Monsieur Le Maire, je vous remercie pour votre intervention, que j'ai trouvée intéressante, même si notre désaccord est radical. Reste qu'entre Tocqueville et Marx, il y a eu des compromis au cours de l'histoire. Certains ont été imposés au capitalisme, notamment après le Conseil national de la Résistance, qui l'ont obligé à accepter des règles, à rentrer dans les clous. Il s'agissait que sa logique propre – accumuler le profit – ne se fasse pas au détriment de l'intérêt général de la société. Pour aller vite, on a créé une économie avec marché.
Vous nous proposez de revenir aux années quatre-vingt – à Thatcher, à Reagan – en considérant que l'accumulation des intérêts particuliers dans le libre-échange, dans le marché, fera finalement le bonheur de tous.

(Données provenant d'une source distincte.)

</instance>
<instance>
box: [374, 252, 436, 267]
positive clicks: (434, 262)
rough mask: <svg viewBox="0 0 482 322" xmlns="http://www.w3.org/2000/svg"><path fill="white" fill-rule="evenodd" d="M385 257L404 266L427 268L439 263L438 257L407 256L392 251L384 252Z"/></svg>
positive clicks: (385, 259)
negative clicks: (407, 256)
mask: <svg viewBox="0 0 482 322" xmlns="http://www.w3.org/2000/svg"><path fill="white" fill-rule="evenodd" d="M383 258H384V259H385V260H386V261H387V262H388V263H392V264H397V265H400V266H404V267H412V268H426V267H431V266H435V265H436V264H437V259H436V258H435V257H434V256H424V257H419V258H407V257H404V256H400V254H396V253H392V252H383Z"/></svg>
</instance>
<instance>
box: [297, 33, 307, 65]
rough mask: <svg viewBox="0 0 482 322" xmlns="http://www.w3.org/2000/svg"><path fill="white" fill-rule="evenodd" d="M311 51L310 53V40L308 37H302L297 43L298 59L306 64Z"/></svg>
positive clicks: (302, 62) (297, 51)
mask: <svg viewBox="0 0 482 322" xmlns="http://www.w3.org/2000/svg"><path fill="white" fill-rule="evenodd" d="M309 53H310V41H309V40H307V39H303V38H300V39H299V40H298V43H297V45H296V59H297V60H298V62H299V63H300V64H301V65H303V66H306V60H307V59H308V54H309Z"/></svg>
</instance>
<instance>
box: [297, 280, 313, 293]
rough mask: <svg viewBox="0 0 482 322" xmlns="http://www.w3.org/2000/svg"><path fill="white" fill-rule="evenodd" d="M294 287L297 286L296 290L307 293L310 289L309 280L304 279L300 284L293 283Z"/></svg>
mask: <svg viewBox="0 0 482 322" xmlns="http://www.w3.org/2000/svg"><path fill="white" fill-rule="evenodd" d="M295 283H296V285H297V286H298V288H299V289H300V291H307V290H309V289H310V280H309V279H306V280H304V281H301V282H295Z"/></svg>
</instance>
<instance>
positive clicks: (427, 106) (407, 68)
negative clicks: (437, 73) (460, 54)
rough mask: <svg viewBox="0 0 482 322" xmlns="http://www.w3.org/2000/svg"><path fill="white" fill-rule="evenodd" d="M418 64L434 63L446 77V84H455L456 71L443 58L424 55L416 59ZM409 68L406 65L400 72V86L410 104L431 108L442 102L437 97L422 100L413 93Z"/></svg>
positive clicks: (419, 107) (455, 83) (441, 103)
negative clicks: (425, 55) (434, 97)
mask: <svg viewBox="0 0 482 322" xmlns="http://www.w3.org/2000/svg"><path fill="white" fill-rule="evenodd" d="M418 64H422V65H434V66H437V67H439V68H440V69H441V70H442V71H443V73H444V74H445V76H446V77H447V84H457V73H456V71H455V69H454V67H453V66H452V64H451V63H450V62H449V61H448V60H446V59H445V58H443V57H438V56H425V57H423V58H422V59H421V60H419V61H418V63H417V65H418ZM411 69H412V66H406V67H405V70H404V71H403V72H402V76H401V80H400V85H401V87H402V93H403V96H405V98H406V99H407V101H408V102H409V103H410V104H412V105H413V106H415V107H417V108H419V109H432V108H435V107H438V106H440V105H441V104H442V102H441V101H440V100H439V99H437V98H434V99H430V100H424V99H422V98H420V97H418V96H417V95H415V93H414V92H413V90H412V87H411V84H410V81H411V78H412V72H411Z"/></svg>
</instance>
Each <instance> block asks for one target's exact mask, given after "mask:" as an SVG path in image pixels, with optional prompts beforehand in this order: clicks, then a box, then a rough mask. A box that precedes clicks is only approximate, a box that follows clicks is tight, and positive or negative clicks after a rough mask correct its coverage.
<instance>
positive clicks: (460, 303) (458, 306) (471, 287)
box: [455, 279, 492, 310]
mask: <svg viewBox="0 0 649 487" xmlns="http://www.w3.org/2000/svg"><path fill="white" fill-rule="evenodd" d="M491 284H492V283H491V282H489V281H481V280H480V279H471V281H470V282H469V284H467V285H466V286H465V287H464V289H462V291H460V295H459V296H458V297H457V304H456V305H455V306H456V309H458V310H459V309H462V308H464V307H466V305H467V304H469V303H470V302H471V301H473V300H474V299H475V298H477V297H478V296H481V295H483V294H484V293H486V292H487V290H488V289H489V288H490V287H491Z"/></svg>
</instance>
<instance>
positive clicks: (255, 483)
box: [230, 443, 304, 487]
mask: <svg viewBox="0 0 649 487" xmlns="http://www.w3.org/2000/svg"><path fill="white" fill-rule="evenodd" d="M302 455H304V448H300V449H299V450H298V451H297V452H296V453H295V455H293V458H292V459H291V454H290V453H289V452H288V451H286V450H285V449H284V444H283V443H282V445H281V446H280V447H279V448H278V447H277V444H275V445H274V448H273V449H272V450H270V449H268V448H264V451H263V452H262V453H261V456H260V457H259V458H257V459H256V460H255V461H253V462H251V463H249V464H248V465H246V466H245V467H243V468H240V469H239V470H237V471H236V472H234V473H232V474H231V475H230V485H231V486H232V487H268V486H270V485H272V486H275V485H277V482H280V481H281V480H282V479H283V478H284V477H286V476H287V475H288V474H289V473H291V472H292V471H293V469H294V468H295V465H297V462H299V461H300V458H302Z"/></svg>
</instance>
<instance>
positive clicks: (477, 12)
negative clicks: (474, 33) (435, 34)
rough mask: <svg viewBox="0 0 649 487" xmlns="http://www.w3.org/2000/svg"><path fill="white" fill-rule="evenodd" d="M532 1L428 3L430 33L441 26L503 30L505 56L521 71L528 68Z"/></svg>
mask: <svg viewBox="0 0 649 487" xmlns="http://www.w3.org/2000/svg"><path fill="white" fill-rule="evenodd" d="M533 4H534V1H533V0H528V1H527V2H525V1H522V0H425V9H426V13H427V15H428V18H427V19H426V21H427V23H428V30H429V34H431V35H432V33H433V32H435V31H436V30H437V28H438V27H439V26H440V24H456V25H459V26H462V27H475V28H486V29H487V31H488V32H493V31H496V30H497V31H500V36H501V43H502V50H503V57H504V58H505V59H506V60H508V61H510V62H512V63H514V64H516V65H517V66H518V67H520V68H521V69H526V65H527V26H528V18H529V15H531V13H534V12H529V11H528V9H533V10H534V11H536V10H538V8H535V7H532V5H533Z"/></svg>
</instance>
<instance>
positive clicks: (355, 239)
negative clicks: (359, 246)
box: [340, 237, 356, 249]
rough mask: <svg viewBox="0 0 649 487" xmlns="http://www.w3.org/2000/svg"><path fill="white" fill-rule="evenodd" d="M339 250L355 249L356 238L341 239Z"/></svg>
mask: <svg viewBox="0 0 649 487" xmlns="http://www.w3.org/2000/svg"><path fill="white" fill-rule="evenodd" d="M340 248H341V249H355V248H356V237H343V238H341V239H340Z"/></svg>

Laissons de côté l'issue de la première mondialisation capitaliste, avant 1914, qui a tout de même déclenché deux guerres mondiales et la crise de 1929, pour examiner ce qui se passe aujourd'hui. Votre histoire est une vis sans fin, parce que le capitalisme ne connaît aucune morale, ni bonne ni mauvaise. Sa seule logique est l'accumulation des profits. Dès lors que c'est son seul critère, on peut toujours espérer que le capital s'investira dans tel placement, mais il ira là où la rentabilité est la plus élevée.

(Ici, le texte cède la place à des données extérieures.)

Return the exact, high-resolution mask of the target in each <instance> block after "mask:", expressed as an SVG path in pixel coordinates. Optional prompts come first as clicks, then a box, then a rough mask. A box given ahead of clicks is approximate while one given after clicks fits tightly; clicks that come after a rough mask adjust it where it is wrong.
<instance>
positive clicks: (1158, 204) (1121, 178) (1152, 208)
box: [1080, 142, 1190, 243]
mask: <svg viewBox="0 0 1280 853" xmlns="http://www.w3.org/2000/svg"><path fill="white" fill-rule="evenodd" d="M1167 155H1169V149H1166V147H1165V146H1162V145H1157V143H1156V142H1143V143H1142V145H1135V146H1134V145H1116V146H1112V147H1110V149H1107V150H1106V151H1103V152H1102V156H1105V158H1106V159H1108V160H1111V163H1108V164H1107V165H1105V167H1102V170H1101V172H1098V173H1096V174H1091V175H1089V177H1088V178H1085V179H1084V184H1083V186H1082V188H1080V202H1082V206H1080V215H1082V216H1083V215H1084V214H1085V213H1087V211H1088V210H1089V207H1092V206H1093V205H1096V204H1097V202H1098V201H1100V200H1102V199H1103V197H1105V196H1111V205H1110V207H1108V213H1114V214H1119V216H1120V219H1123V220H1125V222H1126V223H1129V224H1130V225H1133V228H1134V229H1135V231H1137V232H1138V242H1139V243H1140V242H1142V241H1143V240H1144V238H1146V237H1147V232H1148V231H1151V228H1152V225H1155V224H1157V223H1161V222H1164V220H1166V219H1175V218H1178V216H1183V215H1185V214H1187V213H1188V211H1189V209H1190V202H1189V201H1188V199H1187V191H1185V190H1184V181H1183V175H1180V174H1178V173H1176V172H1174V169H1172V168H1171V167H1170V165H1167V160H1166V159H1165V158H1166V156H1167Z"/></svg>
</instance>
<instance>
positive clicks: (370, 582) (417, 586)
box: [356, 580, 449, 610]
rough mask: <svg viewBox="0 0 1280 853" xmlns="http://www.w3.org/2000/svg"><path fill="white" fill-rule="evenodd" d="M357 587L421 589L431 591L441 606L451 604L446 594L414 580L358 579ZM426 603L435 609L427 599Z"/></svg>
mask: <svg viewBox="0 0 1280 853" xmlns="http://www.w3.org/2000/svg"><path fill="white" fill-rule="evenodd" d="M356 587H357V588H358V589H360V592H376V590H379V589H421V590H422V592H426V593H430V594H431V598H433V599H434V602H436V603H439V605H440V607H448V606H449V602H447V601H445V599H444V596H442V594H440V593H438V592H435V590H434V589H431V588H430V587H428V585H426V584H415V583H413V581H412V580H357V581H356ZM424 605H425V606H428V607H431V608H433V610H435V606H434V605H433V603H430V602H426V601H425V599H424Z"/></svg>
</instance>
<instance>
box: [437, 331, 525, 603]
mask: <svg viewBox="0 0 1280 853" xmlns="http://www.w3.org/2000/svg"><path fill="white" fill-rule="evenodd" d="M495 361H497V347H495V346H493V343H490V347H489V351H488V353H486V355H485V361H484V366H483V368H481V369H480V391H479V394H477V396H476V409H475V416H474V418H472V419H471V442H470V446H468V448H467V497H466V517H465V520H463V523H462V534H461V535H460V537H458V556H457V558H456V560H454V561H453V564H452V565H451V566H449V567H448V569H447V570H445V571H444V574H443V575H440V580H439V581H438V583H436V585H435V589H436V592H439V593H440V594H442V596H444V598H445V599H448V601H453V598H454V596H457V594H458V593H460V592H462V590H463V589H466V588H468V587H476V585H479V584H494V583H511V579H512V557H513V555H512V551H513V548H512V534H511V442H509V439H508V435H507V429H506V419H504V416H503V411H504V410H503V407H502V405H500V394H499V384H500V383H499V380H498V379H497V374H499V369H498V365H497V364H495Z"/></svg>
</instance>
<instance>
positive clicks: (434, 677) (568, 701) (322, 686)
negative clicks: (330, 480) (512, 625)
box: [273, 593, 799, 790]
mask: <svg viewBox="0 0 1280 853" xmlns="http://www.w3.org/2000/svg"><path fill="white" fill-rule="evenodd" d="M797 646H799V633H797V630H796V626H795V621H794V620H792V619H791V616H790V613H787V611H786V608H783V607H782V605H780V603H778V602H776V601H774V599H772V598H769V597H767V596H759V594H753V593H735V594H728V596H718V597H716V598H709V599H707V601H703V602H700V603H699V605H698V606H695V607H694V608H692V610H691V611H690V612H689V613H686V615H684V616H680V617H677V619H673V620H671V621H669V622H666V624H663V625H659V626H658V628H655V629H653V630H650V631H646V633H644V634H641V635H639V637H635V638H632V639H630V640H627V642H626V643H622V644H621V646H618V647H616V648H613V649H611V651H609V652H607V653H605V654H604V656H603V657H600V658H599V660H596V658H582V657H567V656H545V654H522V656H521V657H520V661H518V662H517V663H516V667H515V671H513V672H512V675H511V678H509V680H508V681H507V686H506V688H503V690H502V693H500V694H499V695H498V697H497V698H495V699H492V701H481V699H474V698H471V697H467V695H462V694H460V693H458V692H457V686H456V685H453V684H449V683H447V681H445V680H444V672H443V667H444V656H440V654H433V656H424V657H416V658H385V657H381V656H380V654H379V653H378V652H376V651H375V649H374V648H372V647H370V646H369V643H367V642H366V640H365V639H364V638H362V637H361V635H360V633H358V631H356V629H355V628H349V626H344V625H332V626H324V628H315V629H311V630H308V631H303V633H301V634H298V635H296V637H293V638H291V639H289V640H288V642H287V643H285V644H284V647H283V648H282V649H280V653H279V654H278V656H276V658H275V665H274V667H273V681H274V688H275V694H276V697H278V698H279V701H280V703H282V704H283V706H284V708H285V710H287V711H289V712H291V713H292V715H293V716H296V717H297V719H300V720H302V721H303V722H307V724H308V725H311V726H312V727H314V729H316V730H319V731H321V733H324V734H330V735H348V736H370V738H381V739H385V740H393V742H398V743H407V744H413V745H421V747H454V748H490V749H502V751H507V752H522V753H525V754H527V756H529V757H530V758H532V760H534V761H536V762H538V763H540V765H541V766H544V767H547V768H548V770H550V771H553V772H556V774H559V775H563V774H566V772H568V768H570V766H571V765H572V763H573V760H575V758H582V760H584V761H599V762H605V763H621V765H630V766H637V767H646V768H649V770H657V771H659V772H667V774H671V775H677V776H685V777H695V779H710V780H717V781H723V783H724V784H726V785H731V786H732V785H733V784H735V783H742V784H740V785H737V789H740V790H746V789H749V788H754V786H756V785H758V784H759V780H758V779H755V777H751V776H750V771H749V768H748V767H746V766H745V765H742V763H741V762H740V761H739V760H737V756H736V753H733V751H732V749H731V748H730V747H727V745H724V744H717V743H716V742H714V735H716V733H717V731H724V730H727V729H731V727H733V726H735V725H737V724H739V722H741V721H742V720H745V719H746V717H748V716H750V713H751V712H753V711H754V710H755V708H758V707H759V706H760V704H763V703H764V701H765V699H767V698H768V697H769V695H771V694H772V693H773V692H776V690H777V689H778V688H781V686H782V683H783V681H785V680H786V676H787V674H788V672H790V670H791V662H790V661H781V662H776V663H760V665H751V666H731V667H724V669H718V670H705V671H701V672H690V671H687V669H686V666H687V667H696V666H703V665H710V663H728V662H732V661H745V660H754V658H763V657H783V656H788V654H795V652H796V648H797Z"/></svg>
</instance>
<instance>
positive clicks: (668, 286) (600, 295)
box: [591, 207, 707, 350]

Plus récemment, entre 2007 et 2016, la France a pratiquement détenu le record d'Europe en matière d'accroissement des inégalités. Pendant cette période, les inégalités de revenus ont augmenté de plus de 9 %. C'est encore ce que vous nous proposez. Vous voulez continuer à mettre sans fin de l'argent devant le totem, mus par la croyance mystique que l'investissement s'orientera tout d'un coup de manière positive ; mais cela ne se passe jamais comme ça.